The gladiator action is, like the film as a whole, well-shot, but sadly too bloodless to resonate. It’s a good-looking film with nice scenery and production design. The music score by Clinton Shorter (“District 9”, “Contraband”, “2 Guns”) is perfectly solid too. However, these are prerequisites, you expect a film of this nature (even one with a disaster movie bent that this one is supposed to have) to get those things right.

 

A flat and mostly boring film up until the volcanic finale, which frankly isn’t worth the endurance test. It’s nondescript, when it actually had a chance to stand out from the crowd. A film about an impending volcanic eruption shouldn’t be this lethargic, and should be a lot more fun.
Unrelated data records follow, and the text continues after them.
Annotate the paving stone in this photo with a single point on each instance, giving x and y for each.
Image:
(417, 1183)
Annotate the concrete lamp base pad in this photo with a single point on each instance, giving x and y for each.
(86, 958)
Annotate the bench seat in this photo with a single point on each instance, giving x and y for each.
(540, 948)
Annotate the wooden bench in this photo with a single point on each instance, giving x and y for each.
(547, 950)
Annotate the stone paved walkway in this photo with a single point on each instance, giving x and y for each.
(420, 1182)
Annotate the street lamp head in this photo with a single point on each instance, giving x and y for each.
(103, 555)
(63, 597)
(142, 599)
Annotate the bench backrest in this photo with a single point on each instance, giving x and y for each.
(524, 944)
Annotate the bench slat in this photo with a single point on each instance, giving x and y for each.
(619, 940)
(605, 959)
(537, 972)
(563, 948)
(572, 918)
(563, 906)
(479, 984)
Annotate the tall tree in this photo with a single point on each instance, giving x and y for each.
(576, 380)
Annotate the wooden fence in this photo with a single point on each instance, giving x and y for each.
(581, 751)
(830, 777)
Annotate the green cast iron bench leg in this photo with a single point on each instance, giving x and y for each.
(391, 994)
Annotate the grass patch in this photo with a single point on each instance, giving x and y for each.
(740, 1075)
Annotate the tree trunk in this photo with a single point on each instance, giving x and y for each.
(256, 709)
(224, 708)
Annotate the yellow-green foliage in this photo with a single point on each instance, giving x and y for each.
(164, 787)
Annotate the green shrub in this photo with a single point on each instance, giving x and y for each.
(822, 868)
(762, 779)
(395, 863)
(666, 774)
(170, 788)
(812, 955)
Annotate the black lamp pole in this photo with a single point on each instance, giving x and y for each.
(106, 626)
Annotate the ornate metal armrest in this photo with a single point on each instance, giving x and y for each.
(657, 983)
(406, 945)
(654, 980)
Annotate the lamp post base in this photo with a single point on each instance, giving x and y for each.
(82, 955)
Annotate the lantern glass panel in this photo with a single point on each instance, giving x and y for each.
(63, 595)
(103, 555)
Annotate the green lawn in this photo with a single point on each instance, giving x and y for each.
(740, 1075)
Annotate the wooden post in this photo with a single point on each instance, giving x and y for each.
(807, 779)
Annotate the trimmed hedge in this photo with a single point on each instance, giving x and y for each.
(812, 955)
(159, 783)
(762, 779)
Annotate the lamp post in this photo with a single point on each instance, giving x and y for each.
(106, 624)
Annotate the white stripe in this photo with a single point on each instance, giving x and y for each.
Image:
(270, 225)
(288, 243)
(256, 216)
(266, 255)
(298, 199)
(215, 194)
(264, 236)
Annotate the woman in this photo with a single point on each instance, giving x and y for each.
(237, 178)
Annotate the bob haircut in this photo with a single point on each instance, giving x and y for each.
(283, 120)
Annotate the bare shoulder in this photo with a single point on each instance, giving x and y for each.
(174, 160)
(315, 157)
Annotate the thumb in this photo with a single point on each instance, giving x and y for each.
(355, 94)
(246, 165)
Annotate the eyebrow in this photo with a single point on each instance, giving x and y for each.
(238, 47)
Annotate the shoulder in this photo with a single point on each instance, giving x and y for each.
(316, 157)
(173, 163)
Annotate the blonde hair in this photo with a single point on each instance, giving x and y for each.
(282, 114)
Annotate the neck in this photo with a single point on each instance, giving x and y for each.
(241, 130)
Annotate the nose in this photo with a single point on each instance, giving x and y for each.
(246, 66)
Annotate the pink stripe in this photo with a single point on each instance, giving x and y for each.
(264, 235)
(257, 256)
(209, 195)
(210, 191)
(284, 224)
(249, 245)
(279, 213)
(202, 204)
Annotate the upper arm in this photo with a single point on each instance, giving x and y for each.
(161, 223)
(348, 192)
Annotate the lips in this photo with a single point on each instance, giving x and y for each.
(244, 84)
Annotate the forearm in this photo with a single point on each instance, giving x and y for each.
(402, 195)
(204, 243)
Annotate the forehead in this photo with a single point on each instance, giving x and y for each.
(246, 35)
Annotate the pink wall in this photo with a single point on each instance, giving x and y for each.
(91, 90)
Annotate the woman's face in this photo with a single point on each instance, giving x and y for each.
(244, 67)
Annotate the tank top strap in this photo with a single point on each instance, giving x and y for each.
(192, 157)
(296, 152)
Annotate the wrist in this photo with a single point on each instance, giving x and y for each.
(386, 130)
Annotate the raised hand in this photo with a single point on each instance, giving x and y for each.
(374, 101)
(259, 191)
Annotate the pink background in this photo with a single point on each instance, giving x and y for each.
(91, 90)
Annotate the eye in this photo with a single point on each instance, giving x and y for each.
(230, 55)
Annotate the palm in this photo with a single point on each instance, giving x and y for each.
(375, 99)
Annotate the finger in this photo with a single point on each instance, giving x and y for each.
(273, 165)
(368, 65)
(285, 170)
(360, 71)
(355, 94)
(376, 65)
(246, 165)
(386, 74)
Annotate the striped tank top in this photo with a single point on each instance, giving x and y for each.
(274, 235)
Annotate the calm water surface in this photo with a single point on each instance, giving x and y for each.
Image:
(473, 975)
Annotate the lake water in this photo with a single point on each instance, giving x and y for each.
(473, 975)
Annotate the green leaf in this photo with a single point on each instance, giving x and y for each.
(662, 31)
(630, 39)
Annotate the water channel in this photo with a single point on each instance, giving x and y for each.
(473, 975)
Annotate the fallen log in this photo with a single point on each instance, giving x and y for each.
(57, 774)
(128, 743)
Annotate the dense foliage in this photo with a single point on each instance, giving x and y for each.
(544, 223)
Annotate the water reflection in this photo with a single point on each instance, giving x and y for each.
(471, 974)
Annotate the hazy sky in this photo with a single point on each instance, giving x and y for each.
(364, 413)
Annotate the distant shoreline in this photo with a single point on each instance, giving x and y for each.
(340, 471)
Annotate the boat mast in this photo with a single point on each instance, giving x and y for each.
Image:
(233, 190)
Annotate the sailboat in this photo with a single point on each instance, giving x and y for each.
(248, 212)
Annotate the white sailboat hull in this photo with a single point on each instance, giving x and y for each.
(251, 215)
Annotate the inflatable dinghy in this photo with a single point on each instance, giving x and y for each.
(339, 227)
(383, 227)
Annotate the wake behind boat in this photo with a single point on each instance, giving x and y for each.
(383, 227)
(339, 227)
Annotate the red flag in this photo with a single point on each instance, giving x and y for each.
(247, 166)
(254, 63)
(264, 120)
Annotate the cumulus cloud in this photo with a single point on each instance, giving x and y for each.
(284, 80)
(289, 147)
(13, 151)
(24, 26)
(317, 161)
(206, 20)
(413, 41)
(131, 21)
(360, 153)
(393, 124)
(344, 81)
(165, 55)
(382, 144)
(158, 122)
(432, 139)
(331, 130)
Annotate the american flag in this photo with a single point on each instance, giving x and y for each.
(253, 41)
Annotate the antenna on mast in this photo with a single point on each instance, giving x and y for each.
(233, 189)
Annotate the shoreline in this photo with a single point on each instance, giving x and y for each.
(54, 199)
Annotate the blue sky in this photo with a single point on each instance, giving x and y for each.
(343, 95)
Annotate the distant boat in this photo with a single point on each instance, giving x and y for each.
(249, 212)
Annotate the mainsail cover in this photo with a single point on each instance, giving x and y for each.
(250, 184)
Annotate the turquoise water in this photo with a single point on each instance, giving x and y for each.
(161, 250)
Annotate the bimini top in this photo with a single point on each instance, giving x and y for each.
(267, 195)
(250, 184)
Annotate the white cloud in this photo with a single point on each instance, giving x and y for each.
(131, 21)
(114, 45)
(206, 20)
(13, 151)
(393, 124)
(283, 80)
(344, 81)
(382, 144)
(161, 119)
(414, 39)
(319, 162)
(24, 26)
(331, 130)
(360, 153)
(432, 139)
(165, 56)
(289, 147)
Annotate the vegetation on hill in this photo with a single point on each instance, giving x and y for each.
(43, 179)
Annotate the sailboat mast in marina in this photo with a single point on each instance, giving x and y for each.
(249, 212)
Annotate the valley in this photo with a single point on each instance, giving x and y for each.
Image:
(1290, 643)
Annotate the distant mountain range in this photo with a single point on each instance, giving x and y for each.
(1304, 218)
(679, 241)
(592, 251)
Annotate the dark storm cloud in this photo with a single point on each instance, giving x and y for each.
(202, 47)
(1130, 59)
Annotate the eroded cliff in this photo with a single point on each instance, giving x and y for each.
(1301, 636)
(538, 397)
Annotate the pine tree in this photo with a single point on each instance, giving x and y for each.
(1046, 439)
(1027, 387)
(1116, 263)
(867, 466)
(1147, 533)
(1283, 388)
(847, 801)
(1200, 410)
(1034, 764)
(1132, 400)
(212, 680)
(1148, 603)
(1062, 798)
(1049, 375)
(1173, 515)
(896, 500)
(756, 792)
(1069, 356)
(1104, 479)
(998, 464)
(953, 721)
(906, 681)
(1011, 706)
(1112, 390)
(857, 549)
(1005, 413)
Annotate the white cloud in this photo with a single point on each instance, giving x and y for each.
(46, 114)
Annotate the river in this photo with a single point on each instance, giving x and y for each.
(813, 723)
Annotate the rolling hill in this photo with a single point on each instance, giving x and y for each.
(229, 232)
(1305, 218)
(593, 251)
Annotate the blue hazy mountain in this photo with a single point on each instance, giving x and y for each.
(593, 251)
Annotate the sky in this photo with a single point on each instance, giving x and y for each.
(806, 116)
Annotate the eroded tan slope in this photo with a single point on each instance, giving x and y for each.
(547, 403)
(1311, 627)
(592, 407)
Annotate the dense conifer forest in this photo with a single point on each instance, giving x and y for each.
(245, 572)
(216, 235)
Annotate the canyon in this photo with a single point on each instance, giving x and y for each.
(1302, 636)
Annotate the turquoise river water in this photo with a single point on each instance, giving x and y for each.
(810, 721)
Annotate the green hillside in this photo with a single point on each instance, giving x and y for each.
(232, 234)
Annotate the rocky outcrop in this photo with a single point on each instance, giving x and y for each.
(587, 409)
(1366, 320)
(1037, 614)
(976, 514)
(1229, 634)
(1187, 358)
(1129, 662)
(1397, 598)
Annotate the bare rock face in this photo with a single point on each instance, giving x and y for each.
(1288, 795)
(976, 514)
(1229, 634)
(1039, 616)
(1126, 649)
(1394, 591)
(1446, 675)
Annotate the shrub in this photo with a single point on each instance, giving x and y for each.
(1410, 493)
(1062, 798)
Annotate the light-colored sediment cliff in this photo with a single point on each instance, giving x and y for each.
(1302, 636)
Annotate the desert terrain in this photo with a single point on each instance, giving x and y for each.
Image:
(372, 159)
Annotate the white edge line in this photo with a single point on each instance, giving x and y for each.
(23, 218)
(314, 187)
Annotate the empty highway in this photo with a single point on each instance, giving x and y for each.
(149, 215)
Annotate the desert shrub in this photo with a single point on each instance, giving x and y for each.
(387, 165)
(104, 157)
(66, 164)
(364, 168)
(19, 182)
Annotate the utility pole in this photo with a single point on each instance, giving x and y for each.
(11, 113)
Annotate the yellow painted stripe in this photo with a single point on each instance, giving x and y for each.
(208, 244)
Mr. Harington, at least at this stage in his career, clearly can’t carry a film on his own, especially not when he’s given such a Herculean task as trying to save this mediocre effort. Damn good finale, though. Not good enough, Mr. Anderson, not good enough in the slightest (Is it weird to wish this thing were written and directed by Roland Emmerich? Hell, Wolfgang Petersen would’ve at least livened things up). The plagiaristic screenplay is by the team of Janet Scott Batchler and Lee Batchler (the overblown “Batman Forever”, the failed “My Name is Modesty”), Julian Fellowes (“Gosford Park”, “The Young Victoria”, the unfairly maligned “The Tourist”), and Michael Robert Johnson (“Sherlock Holmes”).